Datatypes and Fixed EncodingΒΆ

Each MapD datatype uses space in memory and on disk. The default datatype sizes are listed in the following table:

Datatype Size (bytes)
TEXT ENCODING DICT 4
TEXT ENCODING NONE Variable (size of the string + 6 bytes)
TIMESTAMP 8
TIME 8
DATE 8
FLOAT 4
DOUBLE 8
INTEGER 4
SMALLINT 2
BIGINT 8
BOOLEAN 1
DECIMAL/NUMERIC 8

For certain datatypes, you can use a more compact representation of these values. The options for these datatypes are listed in the following table:

Encoding Size (bytes) Notes
TIMESTAMP ENCODING FIXED(32) 4 Range: 1901-12-13 20:45:53 - 2038-01-19 03:14:07
TIME ENCODING FIXED(32) 4 Range: 00:00:00 - 23:59:59
DATE ENCODING FIXED(32) 4 Range: 1901-12-13 - 2038-01-19
TEXT ENCODING DICT(16) 2 Max cardinality 64K
TEXT ENCODING DICT(8) 1 Max cardinality 255
INTEGER ENCODING FIXED(16) 2 Same as SMALLINT
INTEGER ENCODING FIXED(8) 1 Max range -127 to 127
SMALLINT ENCODING FIXED(8) 1 Max range -127 to 127
BIGINT ENCODING FIXED(32) 4 Same as INTEGER
BIGINT ENCODING FIXED(16) 2 Same as SMALLINT
BIGINT ENCODING FIXED(8) 1 Max range -127 to 127

To effectively use these fixed length fields, the range or cardinality of the data must fit into the constraints as described.
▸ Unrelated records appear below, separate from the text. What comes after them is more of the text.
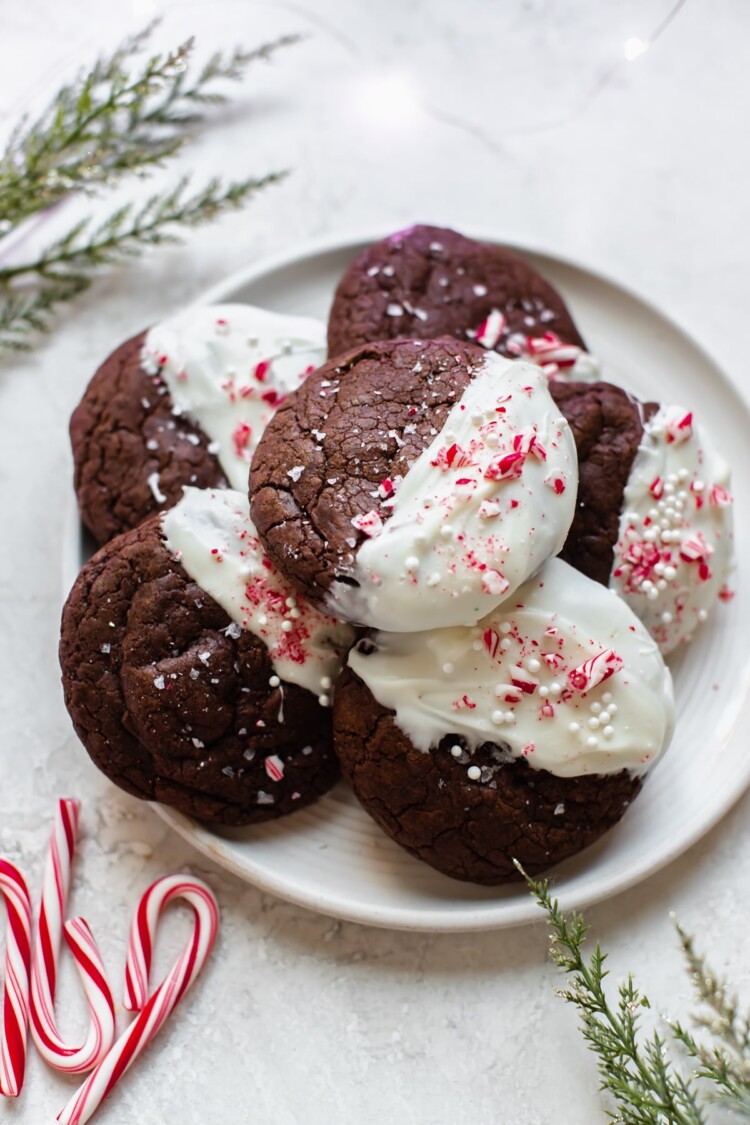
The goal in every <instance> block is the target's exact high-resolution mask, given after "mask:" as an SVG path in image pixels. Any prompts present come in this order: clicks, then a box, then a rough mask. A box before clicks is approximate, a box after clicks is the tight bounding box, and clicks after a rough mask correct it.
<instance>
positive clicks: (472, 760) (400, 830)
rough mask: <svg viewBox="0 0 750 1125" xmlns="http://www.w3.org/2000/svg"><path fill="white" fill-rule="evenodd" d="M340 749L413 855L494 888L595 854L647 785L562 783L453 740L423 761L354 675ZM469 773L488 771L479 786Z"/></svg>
mask: <svg viewBox="0 0 750 1125" xmlns="http://www.w3.org/2000/svg"><path fill="white" fill-rule="evenodd" d="M334 741H335V748H336V754H337V755H338V759H340V762H341V766H342V771H343V774H344V776H345V777H346V780H347V781H349V782H350V784H351V786H352V789H353V790H354V793H355V794H356V796H358V799H359V801H360V803H361V804H362V807H363V808H364V809H365V811H367V812H369V813H370V816H371V817H372V818H373V820H376V821H377V823H378V825H379V826H380V827H381V828H382V829H383V831H385V832H386V834H387V835H388V836H390V837H391V839H394V840H395V841H396V843H397V844H399V845H400V846H401V847H404V848H405V849H406V850H407V852H410V853H412V855H414V856H416V857H417V858H419V859H422V861H424V862H425V863H427V864H430V865H431V866H432V867H435V868H437V871H442V872H443V873H444V874H446V875H451V876H452V877H453V879H461V880H466V881H468V882H472V883H484V884H487V885H494V884H498V883H506V882H510V881H513V880H517V879H518V877H519V875H518V872H517V871H516V868H515V866H514V864H513V859H514V858H517V859H518V861H519V862H521V863H522V864H523V866H524V868H525V870H526V871H527V872H528V874H537V873H540V872H542V871H545V870H546V868H548V867H551V866H553V865H554V864H557V863H560V862H561V861H562V859H564V858H567V857H569V856H572V855H575V854H576V853H578V852H580V850H581V849H582V848H585V847H588V846H589V845H590V844H593V843H594V841H595V840H597V839H598V838H599V836H602V835H603V834H604V832H605V831H607V830H608V829H609V828H612V827H613V825H615V823H616V822H617V821H618V820H620V818H621V817H622V816H623V813H624V812H625V810H626V808H627V805H629V803H630V802H631V801H632V800H633V799H634V796H635V795H636V794H638V792H639V790H640V787H641V782H640V781H639V780H638V778H634V777H631V775H630V774H629V773H627V772H625V771H622V772H621V773H615V774H609V775H607V776H600V775H589V776H581V777H575V778H566V777H558V776H555V775H554V774H551V773H549V772H546V771H544V769H533V768H531V767H530V766H528V765H527V764H526V762H525V760H522V759H515V760H513V762H509V763H508V762H507V760H505V756H504V755H503V754H501V753H498V748H497V747H496V746H495V745H494V744H491V742H486V744H485V745H484V746H480V747H478V749H477V750H476V751H475V754H473V755H471V757H469V755H468V754H467V753H466V751H464V753H463V755H462V758H457V757H454V756H453V755H452V754H451V747H452V746H453V745H455V744H457V739H455V738H454V737H452V736H450V735H446V736H445V738H443V739H442V740H441V742H440V745H439V746H437V747H436V748H435V749H433V750H431V751H428V753H423V751H422V750H418V749H416V748H415V747H414V746H413V745H412V742H410V740H409V738H408V737H407V736H406V735H405V733H404V731H403V730H401V729H400V728H399V727H398V726H397V723H396V722H395V719H394V712H391V711H388V710H387V709H386V708H383V706H381V705H380V704H379V703H378V702H377V700H376V699H374V697H373V695H372V693H371V692H370V691H369V688H368V687H367V686H365V684H364V683H363V682H362V679H360V678H359V677H358V676H356V675H355V674H354V673H353V672H352V670H351V669H350V668H346V669H344V673H343V675H342V678H341V679H340V682H338V686H337V691H336V700H335V704H334ZM467 764H471V765H477V766H479V767H480V768H481V780H478V781H470V780H468V774H467Z"/></svg>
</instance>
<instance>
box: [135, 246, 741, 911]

The best use for these encodings is on low-cardinality TEXT fields where you can achieve large savings, and on TIMESTAMP fields where the timestamps range between 1901-12-13 20:45:53 and 2038-01-19 03:14:07.

All options are shown, but many of the INTEGER options overlap.

If a text encoded field does not match the defined cardinality, MapD substitutes a NULL value and logs the change.

When your schema is well understood, you can achieve significant savings by carefully applying these fixed encoding types.